Methods of Sale. Depending upon the nature of your product, technology or brand, there may be numerous methods of sale by which a prospective licensee may sell. Wholesale, retail, television or other media, e-commerce and on-site are some of the means which may be available to a licensee. Only grant rights to those methods for which the licensee is best suited and expressly carve out all other methods.
Multiple Products, Technology and Brands. If your company has multiple products, technology or brands, consider granting a licensee rights to only one or a limited number of them until such time as the licensee has demonstrated a proven ability to achieve results. Make sure you understand the licensee’s end-user base or targets.
There may be products, technologies or brands for which the licensee’s buyers are not suited. These should be reserved for better channels of distribution.

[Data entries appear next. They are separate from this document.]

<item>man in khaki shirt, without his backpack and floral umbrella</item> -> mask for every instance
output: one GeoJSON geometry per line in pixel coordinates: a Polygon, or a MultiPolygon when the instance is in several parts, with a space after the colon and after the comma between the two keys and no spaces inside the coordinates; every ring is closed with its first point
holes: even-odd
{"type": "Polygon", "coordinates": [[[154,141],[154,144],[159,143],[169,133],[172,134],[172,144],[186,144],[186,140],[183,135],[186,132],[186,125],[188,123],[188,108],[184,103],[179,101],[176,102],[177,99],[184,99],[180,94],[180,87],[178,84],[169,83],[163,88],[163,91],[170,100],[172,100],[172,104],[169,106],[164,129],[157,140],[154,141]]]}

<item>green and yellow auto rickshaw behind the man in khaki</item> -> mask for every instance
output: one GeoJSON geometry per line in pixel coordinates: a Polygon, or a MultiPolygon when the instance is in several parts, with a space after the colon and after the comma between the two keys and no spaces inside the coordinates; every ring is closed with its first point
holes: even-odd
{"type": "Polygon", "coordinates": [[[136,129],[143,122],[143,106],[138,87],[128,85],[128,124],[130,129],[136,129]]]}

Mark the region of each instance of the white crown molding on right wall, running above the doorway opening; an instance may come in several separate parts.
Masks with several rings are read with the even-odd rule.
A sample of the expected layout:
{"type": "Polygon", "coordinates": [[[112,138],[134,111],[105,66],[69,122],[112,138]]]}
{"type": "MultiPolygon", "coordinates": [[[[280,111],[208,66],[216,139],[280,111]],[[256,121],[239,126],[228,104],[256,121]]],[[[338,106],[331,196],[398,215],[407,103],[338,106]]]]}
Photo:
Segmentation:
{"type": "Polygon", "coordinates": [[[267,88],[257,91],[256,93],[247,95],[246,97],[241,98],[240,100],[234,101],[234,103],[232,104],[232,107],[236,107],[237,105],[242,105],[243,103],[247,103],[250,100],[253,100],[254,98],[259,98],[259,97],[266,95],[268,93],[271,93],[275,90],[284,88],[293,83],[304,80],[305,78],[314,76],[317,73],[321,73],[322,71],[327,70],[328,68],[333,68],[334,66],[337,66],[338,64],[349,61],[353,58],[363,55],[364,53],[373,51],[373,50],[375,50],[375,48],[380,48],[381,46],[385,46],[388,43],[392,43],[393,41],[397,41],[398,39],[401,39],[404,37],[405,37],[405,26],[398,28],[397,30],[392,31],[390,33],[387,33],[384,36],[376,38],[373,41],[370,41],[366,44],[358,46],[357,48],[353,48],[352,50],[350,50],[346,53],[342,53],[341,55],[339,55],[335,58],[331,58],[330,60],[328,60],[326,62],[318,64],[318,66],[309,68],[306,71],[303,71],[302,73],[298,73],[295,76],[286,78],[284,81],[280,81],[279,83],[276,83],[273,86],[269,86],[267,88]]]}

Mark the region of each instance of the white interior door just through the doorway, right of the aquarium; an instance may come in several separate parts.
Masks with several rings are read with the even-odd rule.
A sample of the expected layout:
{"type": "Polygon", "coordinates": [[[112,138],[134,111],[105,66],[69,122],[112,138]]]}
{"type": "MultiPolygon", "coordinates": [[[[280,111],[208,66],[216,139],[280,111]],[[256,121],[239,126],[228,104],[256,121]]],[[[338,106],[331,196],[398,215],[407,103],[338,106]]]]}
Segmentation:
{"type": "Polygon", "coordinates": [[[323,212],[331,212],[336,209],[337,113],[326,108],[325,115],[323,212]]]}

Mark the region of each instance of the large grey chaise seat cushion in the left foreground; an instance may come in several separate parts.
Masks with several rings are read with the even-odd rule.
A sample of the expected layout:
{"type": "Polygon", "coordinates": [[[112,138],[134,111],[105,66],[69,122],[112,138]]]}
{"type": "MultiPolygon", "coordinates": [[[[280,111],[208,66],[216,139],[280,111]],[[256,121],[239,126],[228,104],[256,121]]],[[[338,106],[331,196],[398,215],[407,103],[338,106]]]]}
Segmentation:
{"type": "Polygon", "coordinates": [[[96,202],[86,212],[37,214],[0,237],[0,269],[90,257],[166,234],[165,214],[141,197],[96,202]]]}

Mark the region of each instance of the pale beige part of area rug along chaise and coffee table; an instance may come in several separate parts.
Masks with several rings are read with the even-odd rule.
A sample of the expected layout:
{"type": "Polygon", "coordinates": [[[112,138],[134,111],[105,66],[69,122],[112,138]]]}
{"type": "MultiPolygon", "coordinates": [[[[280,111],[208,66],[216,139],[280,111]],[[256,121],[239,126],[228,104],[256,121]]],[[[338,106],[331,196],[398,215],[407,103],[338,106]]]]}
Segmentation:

Term. Setting an initial term that allows the licensee reasonable time to achieve short-term sales and revenue goals, but no longer, will provide your company with the cleanest means of terminating a license arrangement that is not working. There is always the desire on the licensor’s part to “lock in” the licensee on favorable terms.
However, strong results during a shorter initial term will likely make the licensee just as eager to renew the relationship as your company, keeping the negotiating playing field level. Absent those results, your company will have the ability to engage a new licensee or take that particular channel back in-house.
Performance Benchmarks. If the licensee desires an arrangement of any length, the incorporation of performance benchmarks is often the best way of maximizing flexibility for your company’s distribution scheme.
While short-term benchmarks (one year or less) can set forth reasonable estimates, do not be afraid to set aggressive long-tem standards. Such higher goals will give you an out, not only in a failed license arrangement, but also to pursue more lucrative arrangements with bigger and better partners as your company grows and potentially outgrows its initial licensees.
Consider whether termination of the license or devolution to a non-exclusive arrangement (in either instance, in whole or in part) should be the penalty for failure to achieve the benchmarks.
The best license arrangement with a particular licensee will ultimately depend upon the manner in which all of the above factors interrelate. However, careful consideration of each factor in the context of your company’s existing structure and future goals will help you create the flexibility to adapt and grow the distribution scheme as your company changes and grows.